リジューの聖テレーズ(幼きイエスの聖テレジア)の遺体に触れさせた布の小片を、第三級聖遺物として封入したルリケール。リジューのカルメル会修道院で、丁寧な手作業により、修道女たちがひとつひとつ制作したものです。
サシエ(小袋)の一方の面には次の言葉をフランス語で記し、銘板を思わせる長方形の枠で囲んでいます。
Étoffe ayant touché à SAINTE THÉRÈSE DE L'ENFANT JÉSUS 幼きイエスの聖テレジアに触れた布地
テレーズの実姉たちを含むリジューのカルメル会員たちが、二枚の布を赤い糸で丁寧に縫い合わせ、この小袋を手作りしています。
もう一方の面には中央に跣足カルメル会の紋章を置き、これを囲む楕円の帯にはカルメル会修道院(仏 Monastère des Carmélites)、カルヴァドス県リジュー(Lisieux,
Carvados)の文字がフランス語で書かれています。北フランスのリジューはノルマンディー地域圏カルヴァドス県の町で、聖テレーズが属したカルメル会修道院の所在地です。
聖遺物が入っていることは、袋を触ればわかります。上は本品を透過光で撮影した写真で布の小片が確認できます。
小袋上部の環には、クラシカルな様式の真鍮製メダイが取り付けられています。

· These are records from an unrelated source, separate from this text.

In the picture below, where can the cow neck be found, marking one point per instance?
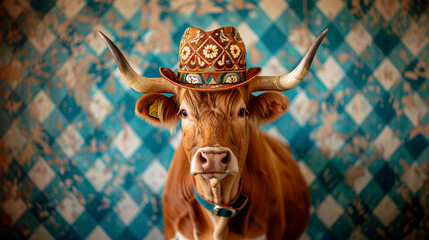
(230, 209)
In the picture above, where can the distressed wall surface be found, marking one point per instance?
(75, 162)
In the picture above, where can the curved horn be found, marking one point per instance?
(290, 80)
(137, 82)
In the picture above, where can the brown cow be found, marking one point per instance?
(227, 179)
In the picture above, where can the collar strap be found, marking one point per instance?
(230, 209)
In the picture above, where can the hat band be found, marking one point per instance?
(212, 77)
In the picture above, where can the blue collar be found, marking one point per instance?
(230, 209)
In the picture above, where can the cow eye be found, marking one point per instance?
(241, 112)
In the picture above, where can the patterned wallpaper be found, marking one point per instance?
(76, 163)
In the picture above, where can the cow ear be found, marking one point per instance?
(158, 110)
(268, 107)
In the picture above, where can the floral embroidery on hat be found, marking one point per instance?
(235, 51)
(186, 51)
(210, 51)
(192, 78)
(231, 79)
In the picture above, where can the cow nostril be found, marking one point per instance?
(203, 161)
(225, 160)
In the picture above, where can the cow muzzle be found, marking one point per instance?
(214, 162)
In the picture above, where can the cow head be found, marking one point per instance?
(215, 125)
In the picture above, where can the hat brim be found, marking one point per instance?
(168, 74)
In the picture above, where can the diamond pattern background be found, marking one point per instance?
(76, 163)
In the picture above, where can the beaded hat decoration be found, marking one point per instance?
(211, 61)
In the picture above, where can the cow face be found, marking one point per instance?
(215, 130)
(215, 121)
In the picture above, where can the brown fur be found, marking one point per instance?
(278, 204)
(167, 110)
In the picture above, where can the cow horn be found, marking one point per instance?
(137, 82)
(290, 80)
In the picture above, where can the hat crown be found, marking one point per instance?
(205, 55)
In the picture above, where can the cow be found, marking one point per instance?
(227, 179)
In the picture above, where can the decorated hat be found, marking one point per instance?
(211, 61)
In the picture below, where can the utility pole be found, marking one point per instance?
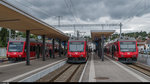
(9, 34)
(77, 34)
(74, 29)
(59, 20)
(120, 29)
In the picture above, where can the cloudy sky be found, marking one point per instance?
(134, 14)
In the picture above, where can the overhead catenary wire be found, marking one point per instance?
(69, 8)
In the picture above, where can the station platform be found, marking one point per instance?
(15, 72)
(110, 70)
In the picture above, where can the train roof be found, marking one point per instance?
(121, 39)
(126, 39)
(75, 39)
(31, 40)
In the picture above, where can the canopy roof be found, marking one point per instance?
(96, 34)
(16, 19)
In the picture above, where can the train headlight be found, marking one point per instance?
(134, 55)
(8, 55)
(19, 55)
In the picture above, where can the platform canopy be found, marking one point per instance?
(96, 34)
(16, 19)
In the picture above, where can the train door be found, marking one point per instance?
(32, 50)
(37, 51)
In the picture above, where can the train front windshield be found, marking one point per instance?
(128, 46)
(15, 46)
(76, 46)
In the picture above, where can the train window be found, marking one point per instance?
(15, 46)
(33, 48)
(128, 46)
(76, 46)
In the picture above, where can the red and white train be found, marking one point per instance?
(77, 51)
(123, 49)
(16, 49)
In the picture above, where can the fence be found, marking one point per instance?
(3, 51)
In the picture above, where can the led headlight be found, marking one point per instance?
(134, 55)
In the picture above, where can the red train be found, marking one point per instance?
(123, 49)
(16, 49)
(77, 51)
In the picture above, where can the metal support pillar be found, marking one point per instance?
(28, 47)
(102, 40)
(43, 54)
(64, 48)
(59, 48)
(53, 48)
(98, 47)
(120, 29)
(38, 51)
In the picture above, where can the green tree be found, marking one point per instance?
(4, 37)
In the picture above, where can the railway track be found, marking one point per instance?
(143, 69)
(67, 73)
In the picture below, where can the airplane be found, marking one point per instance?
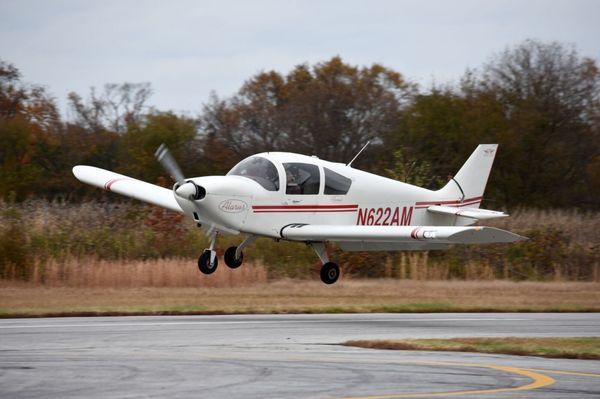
(288, 196)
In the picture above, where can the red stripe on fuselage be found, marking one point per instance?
(448, 202)
(283, 207)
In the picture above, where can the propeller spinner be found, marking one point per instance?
(183, 188)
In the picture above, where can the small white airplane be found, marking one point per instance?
(294, 197)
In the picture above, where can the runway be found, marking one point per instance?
(285, 356)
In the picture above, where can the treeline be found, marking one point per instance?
(539, 101)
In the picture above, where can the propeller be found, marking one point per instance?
(163, 155)
(183, 188)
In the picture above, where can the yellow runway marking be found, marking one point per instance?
(566, 372)
(539, 381)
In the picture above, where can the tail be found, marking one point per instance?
(469, 183)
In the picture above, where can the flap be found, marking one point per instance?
(473, 213)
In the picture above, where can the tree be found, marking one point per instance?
(114, 109)
(540, 102)
(330, 110)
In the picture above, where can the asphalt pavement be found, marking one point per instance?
(285, 356)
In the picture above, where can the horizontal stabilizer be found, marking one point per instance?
(127, 186)
(473, 213)
(412, 234)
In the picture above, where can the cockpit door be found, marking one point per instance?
(303, 184)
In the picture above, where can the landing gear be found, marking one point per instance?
(208, 262)
(330, 271)
(234, 255)
(231, 260)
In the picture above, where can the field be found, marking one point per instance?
(566, 348)
(126, 258)
(300, 296)
(45, 242)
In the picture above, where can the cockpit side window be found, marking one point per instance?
(336, 184)
(259, 169)
(302, 178)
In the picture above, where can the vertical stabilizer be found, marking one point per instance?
(469, 183)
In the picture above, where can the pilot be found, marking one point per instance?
(292, 186)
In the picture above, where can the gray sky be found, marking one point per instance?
(188, 48)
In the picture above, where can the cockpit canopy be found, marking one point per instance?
(259, 169)
(301, 178)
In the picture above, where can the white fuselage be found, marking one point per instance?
(237, 204)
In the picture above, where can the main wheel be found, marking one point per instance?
(330, 272)
(230, 259)
(204, 263)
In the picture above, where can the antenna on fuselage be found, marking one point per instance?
(361, 150)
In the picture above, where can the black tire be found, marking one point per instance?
(330, 272)
(204, 263)
(230, 259)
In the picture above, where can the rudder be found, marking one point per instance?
(470, 181)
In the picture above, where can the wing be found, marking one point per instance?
(473, 213)
(127, 186)
(399, 234)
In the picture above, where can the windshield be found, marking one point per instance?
(258, 169)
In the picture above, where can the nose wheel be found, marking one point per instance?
(330, 272)
(208, 262)
(231, 260)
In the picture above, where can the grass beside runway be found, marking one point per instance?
(302, 296)
(566, 348)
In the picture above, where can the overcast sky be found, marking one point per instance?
(186, 49)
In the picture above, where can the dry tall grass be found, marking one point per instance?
(175, 272)
(348, 295)
(47, 242)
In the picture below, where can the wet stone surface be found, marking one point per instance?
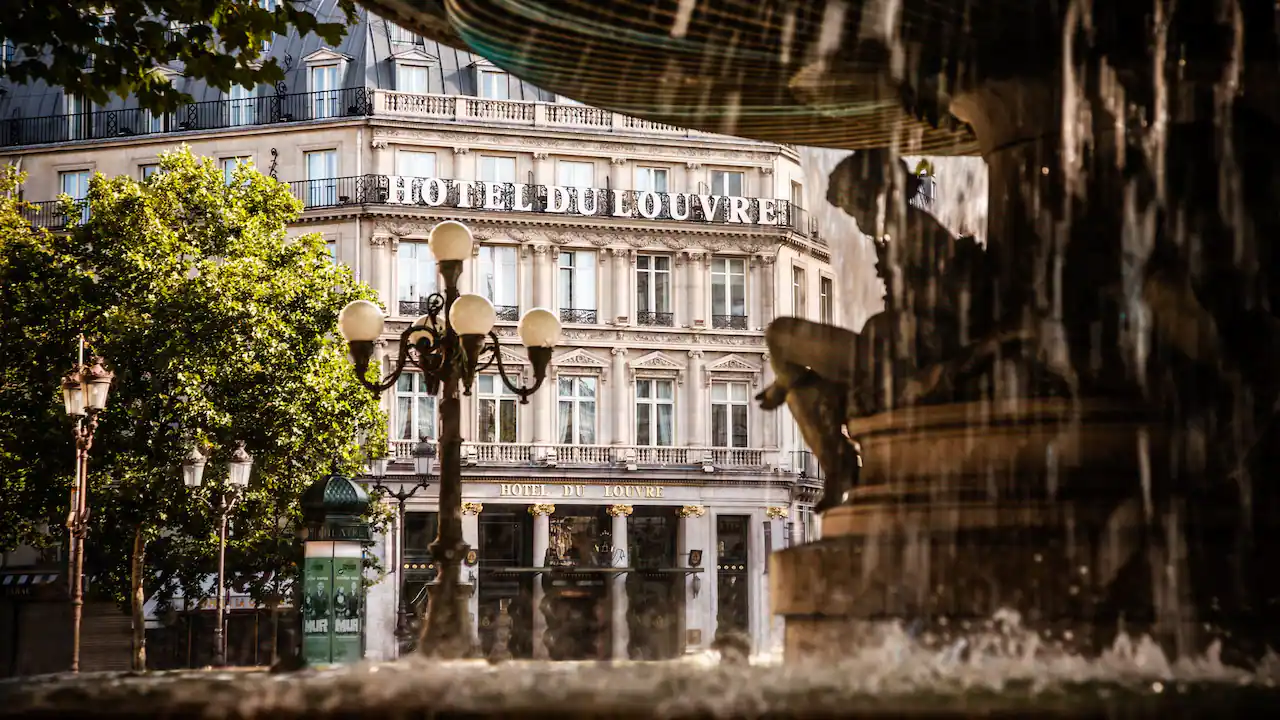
(892, 683)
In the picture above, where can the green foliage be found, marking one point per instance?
(219, 328)
(95, 54)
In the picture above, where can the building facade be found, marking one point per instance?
(629, 509)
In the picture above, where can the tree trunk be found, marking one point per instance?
(138, 598)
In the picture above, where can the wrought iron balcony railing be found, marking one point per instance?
(214, 114)
(728, 322)
(411, 308)
(49, 214)
(656, 319)
(579, 315)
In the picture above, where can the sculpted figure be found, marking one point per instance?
(909, 354)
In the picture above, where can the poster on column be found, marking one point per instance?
(316, 596)
(347, 610)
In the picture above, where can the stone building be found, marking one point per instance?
(641, 472)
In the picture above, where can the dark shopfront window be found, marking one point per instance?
(506, 543)
(732, 559)
(419, 533)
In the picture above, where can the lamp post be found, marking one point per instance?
(448, 345)
(237, 479)
(405, 488)
(85, 391)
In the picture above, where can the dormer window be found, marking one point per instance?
(414, 71)
(325, 72)
(402, 36)
(493, 85)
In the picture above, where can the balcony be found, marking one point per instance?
(630, 456)
(464, 109)
(728, 322)
(656, 319)
(214, 114)
(579, 315)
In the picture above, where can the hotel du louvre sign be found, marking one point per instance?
(583, 201)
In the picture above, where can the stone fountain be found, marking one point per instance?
(1066, 431)
(1075, 420)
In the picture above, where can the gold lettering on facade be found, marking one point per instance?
(522, 490)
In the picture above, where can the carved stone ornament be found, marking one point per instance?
(657, 364)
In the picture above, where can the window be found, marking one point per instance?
(76, 183)
(498, 281)
(575, 174)
(154, 123)
(493, 86)
(229, 167)
(728, 292)
(493, 168)
(417, 277)
(241, 106)
(324, 92)
(728, 414)
(269, 5)
(412, 164)
(799, 295)
(498, 410)
(656, 413)
(410, 78)
(576, 410)
(321, 178)
(725, 182)
(796, 195)
(653, 180)
(415, 409)
(577, 286)
(80, 119)
(402, 36)
(826, 302)
(653, 291)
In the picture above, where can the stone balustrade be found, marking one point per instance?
(465, 109)
(630, 456)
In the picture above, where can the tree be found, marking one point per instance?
(219, 328)
(92, 53)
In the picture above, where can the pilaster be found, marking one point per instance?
(694, 547)
(621, 397)
(620, 632)
(542, 514)
(695, 397)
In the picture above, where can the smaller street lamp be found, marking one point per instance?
(85, 392)
(402, 488)
(238, 468)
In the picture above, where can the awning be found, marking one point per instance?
(24, 583)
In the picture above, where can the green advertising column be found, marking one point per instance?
(333, 592)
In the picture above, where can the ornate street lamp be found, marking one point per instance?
(448, 345)
(85, 392)
(238, 468)
(402, 488)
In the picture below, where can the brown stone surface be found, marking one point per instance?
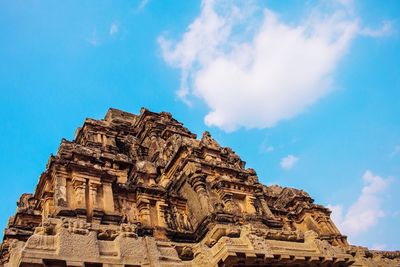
(141, 190)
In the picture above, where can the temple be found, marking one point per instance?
(142, 190)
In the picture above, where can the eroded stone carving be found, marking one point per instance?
(141, 190)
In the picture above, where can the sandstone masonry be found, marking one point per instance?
(141, 190)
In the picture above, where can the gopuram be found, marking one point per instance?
(142, 190)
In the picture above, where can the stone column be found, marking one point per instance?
(60, 191)
(143, 206)
(199, 186)
(79, 188)
(108, 199)
(93, 188)
(264, 206)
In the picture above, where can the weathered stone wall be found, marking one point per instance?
(142, 190)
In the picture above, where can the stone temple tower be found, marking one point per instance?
(142, 190)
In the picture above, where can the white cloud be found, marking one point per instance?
(114, 28)
(93, 39)
(269, 149)
(385, 30)
(273, 75)
(366, 211)
(395, 151)
(379, 247)
(288, 162)
(142, 4)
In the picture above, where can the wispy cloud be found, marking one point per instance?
(396, 151)
(288, 162)
(114, 28)
(254, 70)
(142, 4)
(93, 38)
(261, 93)
(366, 211)
(385, 30)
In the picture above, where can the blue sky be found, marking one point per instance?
(307, 92)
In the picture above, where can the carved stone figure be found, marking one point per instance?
(142, 190)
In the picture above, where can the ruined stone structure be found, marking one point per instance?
(141, 190)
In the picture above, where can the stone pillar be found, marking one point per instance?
(108, 199)
(93, 188)
(60, 191)
(199, 186)
(143, 206)
(264, 206)
(79, 188)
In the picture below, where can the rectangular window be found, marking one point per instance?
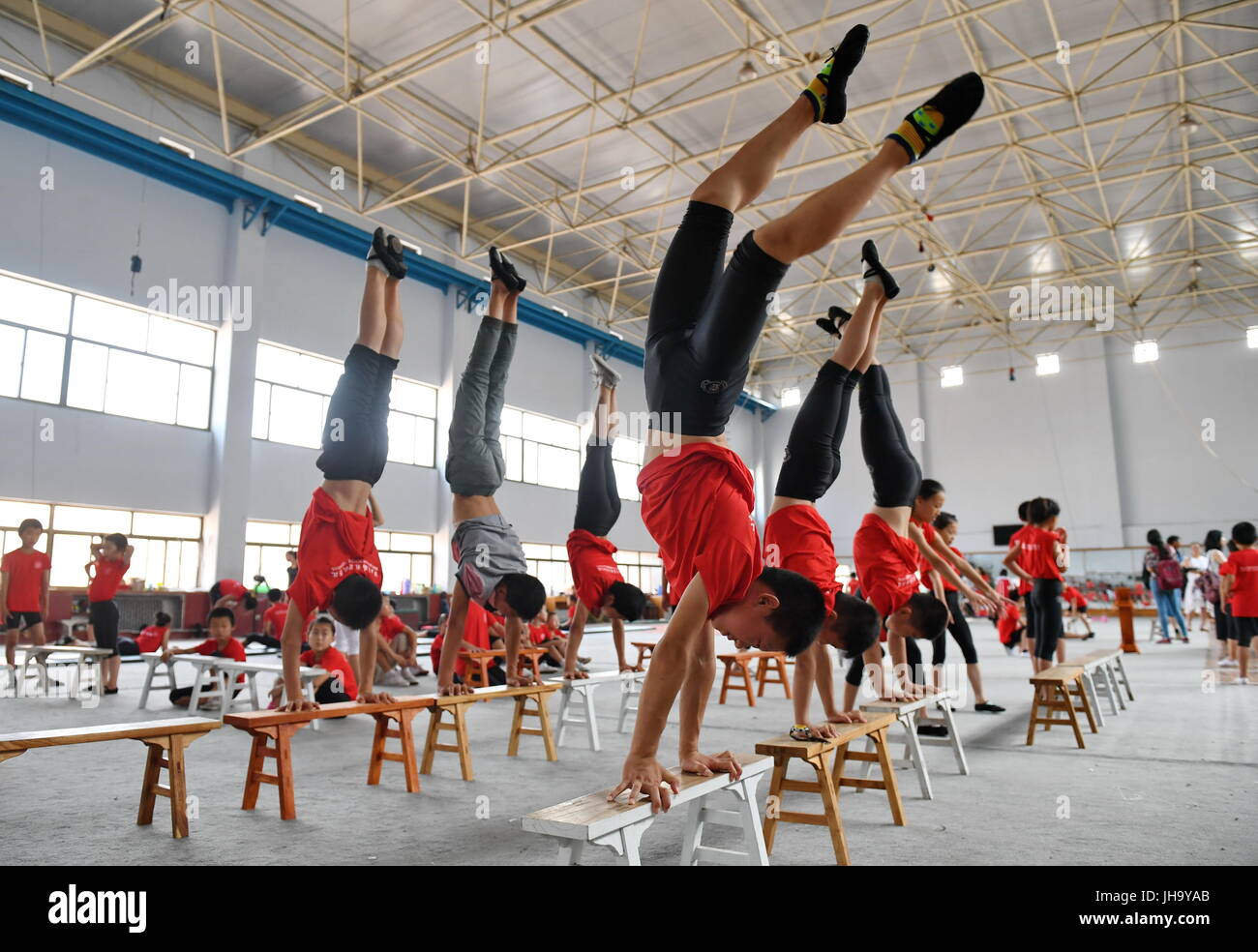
(541, 449)
(167, 548)
(290, 397)
(124, 360)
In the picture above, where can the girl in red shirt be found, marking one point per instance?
(1039, 549)
(111, 561)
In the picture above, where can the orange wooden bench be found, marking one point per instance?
(457, 708)
(272, 733)
(737, 668)
(165, 739)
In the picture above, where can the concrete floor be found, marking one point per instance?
(1171, 781)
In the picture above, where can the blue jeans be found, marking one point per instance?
(1169, 607)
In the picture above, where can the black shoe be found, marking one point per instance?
(833, 325)
(388, 251)
(504, 271)
(846, 57)
(869, 255)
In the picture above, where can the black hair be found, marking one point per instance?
(856, 623)
(800, 609)
(929, 488)
(1042, 510)
(524, 594)
(222, 612)
(629, 600)
(930, 615)
(356, 601)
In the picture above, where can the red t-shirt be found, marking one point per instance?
(1243, 565)
(797, 538)
(234, 650)
(335, 545)
(594, 570)
(25, 579)
(697, 506)
(1023, 558)
(230, 588)
(150, 639)
(474, 633)
(107, 579)
(1007, 621)
(277, 615)
(334, 662)
(1038, 548)
(885, 563)
(391, 626)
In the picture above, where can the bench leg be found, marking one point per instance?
(888, 776)
(957, 751)
(917, 756)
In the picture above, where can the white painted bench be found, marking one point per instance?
(86, 658)
(909, 714)
(617, 826)
(582, 689)
(217, 678)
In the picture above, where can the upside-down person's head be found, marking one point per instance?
(624, 601)
(930, 499)
(520, 595)
(854, 625)
(781, 611)
(222, 624)
(356, 601)
(921, 616)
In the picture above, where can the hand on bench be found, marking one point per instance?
(643, 776)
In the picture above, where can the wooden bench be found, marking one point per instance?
(457, 704)
(272, 733)
(617, 826)
(816, 755)
(910, 714)
(84, 662)
(165, 739)
(737, 668)
(1057, 688)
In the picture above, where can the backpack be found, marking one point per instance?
(1169, 575)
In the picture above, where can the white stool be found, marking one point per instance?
(630, 688)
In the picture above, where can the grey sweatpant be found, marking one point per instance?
(473, 461)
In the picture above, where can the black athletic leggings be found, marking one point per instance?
(892, 466)
(960, 629)
(812, 461)
(598, 503)
(704, 321)
(1047, 596)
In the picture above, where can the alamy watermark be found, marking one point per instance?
(1062, 302)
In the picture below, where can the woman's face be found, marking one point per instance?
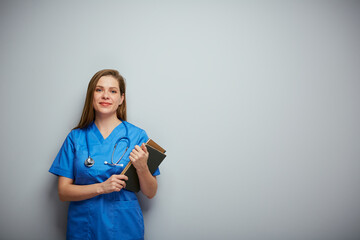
(107, 96)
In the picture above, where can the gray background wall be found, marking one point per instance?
(256, 102)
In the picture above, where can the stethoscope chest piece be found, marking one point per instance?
(89, 162)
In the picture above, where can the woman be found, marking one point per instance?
(100, 207)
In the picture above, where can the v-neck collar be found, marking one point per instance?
(100, 137)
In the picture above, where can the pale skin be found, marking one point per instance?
(107, 98)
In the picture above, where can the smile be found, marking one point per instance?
(105, 104)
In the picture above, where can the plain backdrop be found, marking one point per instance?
(256, 103)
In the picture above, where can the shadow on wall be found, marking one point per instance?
(59, 208)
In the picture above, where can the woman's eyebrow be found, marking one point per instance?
(99, 86)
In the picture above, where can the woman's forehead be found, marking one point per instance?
(108, 81)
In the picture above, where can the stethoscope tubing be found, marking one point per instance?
(89, 162)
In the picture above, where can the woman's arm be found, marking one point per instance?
(68, 191)
(148, 182)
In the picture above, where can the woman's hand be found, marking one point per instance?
(114, 183)
(139, 157)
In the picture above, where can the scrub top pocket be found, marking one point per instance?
(128, 219)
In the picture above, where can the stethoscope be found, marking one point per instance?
(89, 162)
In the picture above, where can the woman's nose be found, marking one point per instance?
(105, 95)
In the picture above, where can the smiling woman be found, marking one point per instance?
(95, 189)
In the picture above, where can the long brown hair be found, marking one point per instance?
(88, 114)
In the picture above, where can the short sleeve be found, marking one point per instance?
(143, 139)
(63, 163)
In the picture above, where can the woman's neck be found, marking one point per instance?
(106, 124)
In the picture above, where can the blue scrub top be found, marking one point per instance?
(115, 215)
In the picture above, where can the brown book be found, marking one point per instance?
(156, 156)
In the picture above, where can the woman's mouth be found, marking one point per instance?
(105, 104)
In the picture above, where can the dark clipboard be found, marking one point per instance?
(156, 156)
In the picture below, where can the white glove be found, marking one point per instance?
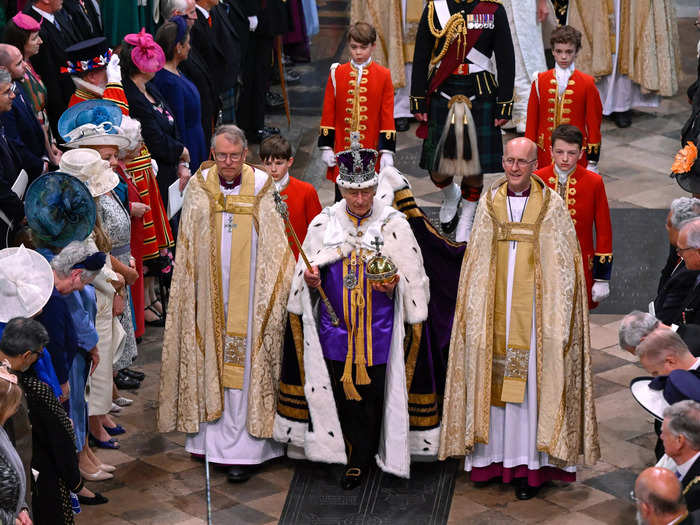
(600, 291)
(387, 159)
(114, 72)
(328, 157)
(253, 22)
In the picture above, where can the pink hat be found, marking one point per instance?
(26, 22)
(147, 55)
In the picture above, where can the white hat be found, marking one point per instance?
(87, 166)
(26, 283)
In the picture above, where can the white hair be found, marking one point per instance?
(74, 253)
(684, 209)
(634, 327)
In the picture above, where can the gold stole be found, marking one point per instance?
(243, 208)
(509, 368)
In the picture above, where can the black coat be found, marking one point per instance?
(85, 20)
(219, 46)
(49, 60)
(24, 131)
(691, 487)
(53, 453)
(159, 133)
(195, 69)
(673, 290)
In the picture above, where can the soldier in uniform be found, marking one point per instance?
(583, 192)
(453, 81)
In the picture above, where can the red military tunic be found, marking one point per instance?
(587, 202)
(368, 110)
(578, 105)
(303, 205)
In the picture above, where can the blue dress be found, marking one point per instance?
(183, 99)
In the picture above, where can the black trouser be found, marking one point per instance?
(361, 421)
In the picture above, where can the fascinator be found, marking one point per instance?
(59, 209)
(26, 283)
(146, 55)
(26, 22)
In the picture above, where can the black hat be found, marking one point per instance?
(87, 55)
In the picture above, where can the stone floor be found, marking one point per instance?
(157, 483)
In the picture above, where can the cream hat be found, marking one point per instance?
(26, 283)
(87, 166)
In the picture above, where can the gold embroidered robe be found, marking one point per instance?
(191, 384)
(566, 423)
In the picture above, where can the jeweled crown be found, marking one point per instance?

メダイは八角形ですが、一方の面には花弁状の縁が造形され、内部の画面にテレーズ像が浮き彫りにされています。
テレーズの実姉ポーリーヌ(Pauline, 1861 - 1951)、修道名アニェス・ド・ジェジュ(仏 Agnès de Jésus イエスのアグネス)はカルメル会リジュー修道院の院長となりましたが、トラピスト会の彫刻家マリ=ベルナール修道士はアニェス院長の依頼により、薔薇とクルシフィクスを抱くテレーズ像をリジュー修道院の中庭に制作しました。本品メダイに浮き彫りにされたテレーズはこの像をモデルにしています。
テレーズの浮き彫りには、青色半透明ガラスによりエマイユ・シュル・バス=タイユが施されています。聖テレーズは人を驚かせるような奇跡によらず、小さき花のような聖徳によって聖人とされました。本品エマイユの青は限りなく深い天空の色です。青色エマイユによって奥行を増した浮き彫り像は、小さき花テレーズの崇高な精神を視覚化しています。
メダイのもう一方の面にはリジューにある聖テレーズのバシリカ(仏 La Basilique Sainte-Thérèse de Lisieux)が浮き彫りにされています。バシリカ(仏 une basilique)とは特に重要な地位にあると認められる聖堂のことです。
聖テレーズのバシリカの建設はテレーズ列聖の四年後である 1929年9月30日に始まり、1937年に献堂されました。バシリカが最終的に完成したのは第二次世界大戦を挟んで
1954年7月11日のことです。聖テレーズのバシリカは二十世紀最大の教会建築の一つで、フランスの巡礼地としてルルドに次ぐ地位にあります。
上の写真は本品を男性店主の手に乗せて撮影しています。女性が本品の実物をご覧になれば、写真で見るよりもひと回り大きなサイズに感じられます。
本品はリジューのカルメル会修道女がおよそ七十年前に手作りした古い品物ですが、布に破れはなく、糸も切れておらず、極めて良好な保存状態です。当時はテレーズの姉たちをはじめ、テレーズを直接知っている人たちが存命していました。本品ルリケールの制作を誰が担当したのかは分かりませんが、一目で手縫いとわかる作りには、修道院内で心を一つにした修道女たちの祈りが籠められています。